Jan 5, 2012

Java: Character Encoding in char[] and byte[]

We were dealing with an issue at work where some emails going to Japanese customers were coming through as jibberish. So I went into the code and noticed that, in the processing, at one point the email body gets converted to a byte array and then back as a String. Suspecting that was the problem, I found myself wondering about java's byte[] and the more familiar char[]. There are methods in the java class library for java.lang.String that convert into both  (getBytes() and toCharArray()), so what's the difference between these two primitive types?

The more I thought about it, the more it made sense that the byte array was going to be the issue. At first glance (especially for those of us in the west), a char would seem to be essentially the same as a byte. But that was before I gave more consideration to the incredibly complex and amazing world of character encoding. A byte is by definition 8 bits, so only character sets that use 8 bits can be represented as a byte - limiting you to 255 characters. The primitive data type char on the other hand (and I had to look this up) is a single 16-bit unicode character - two bytes long - and 16 bits is enough to represent 65535 unique characters - plenty for, say - the japanese character set.

To test this theory, I wrote a little program that read a string of japanese text from a file (in Unicode), then converted it to both a byte[] and a char[], then converted those back to two Strings and compared them against the original.

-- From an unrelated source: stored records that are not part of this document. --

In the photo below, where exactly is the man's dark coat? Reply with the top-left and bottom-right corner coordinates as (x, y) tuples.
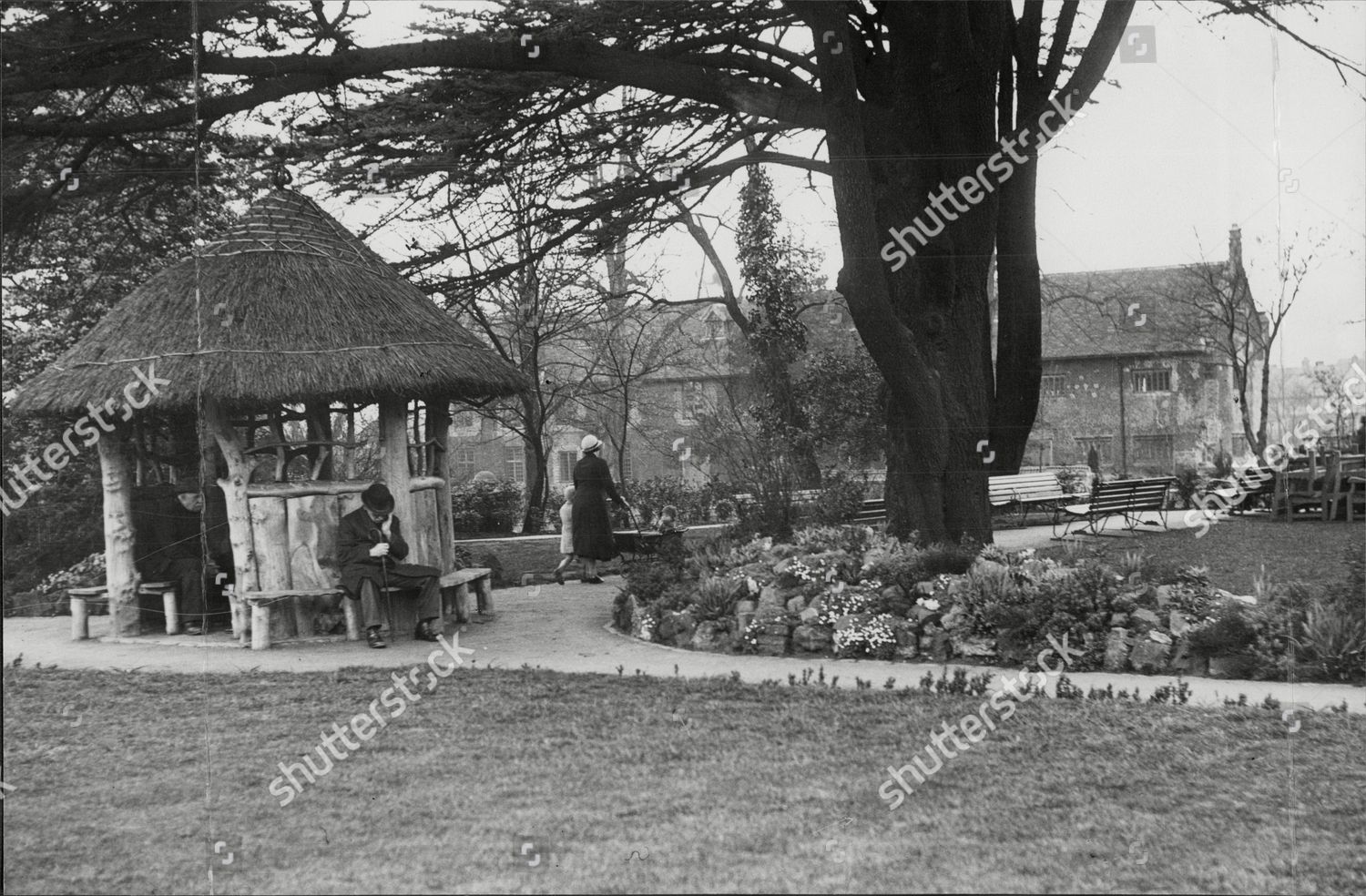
(338, 507), (442, 600)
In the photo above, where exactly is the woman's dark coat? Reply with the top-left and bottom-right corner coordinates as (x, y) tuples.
(573, 455), (626, 560)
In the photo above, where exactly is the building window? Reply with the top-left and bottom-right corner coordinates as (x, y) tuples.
(679, 380), (707, 420)
(557, 451), (579, 485)
(1130, 368), (1172, 392)
(1076, 436), (1111, 464)
(1024, 439), (1054, 467)
(1134, 436), (1172, 469)
(455, 448), (474, 483)
(503, 445), (526, 483)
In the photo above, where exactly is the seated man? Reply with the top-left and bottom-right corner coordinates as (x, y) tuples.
(338, 483), (442, 647)
(144, 480), (232, 636)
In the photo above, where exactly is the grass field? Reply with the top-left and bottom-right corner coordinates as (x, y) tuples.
(5, 668), (1366, 893)
(1040, 511), (1366, 595)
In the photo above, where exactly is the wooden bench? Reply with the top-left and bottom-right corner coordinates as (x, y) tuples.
(67, 582), (180, 641)
(231, 567), (494, 650)
(1054, 477), (1177, 541)
(986, 472), (1071, 524)
(851, 497), (887, 526)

public void testJapaneseCharactersInIsolation() throws Exception {
    \\ jap.txt contains a sentence or two of japanese text.
    FileInputStream file = new FileInputStream ("c:\\jap.txt");
    \\ this would look at my locale and by default try it as UTF-8 
    \\ so we'll instead specifically tell it to read it as UTF-16.
    InputStreamReader isr = new InputStreamReader(file, "UTF-16");
    BufferedReader reader = new BufferedReader(isr);

    String japanese = reader.readLine();
    char[] chars = japanese.toCharArray();
    String japaneseChars = new String(chars);

    byte[] bytes = japanese.getBytes();
    String japaneseBytes = new String(bytes);

    if (japanese.equals(japaneseChars)) {
        System.err.println("chars equals original");
    } else {
        System.err.println("chars fails");
    if (japanese.equals(japaneseBytes)) {
        System.err.println("bytes equals original");
    } else {
        System.err.println("bytes fails");

And the output:

chars equals original
bytes fails

Internally, we're actually using ByteArrayOutputStream without specifying any sort of encoding on the toString(), so the effect is as if we were just doing a String foo = (bar.getBytes()) and expecting foo to equals the String bar - which it will for UTF-8 - but not for Unicode. Of course, Sun (now Oracle) is smart enough to assume people like me will want to use ByteArrayOutputStream for Japanese characters, and they support an encoding specification in the toString method of the library. The next step for me would be to write some business logic that specifies the proper encoding for the dialect in use (or, preferably, find a single encoding that will work for everyone.)

By the way - Joel Spolsky is much smarter than me and has written a great article educating developers who introduce bugs by only supporting 8-bit character encoding. It's called "The Absolute Minimum Every Software Developer Absolutely, Positively Must Know About Unicode and Character Sets (No Excuses!)" http://www.joelonsoftware.com/articles/Unicode.html.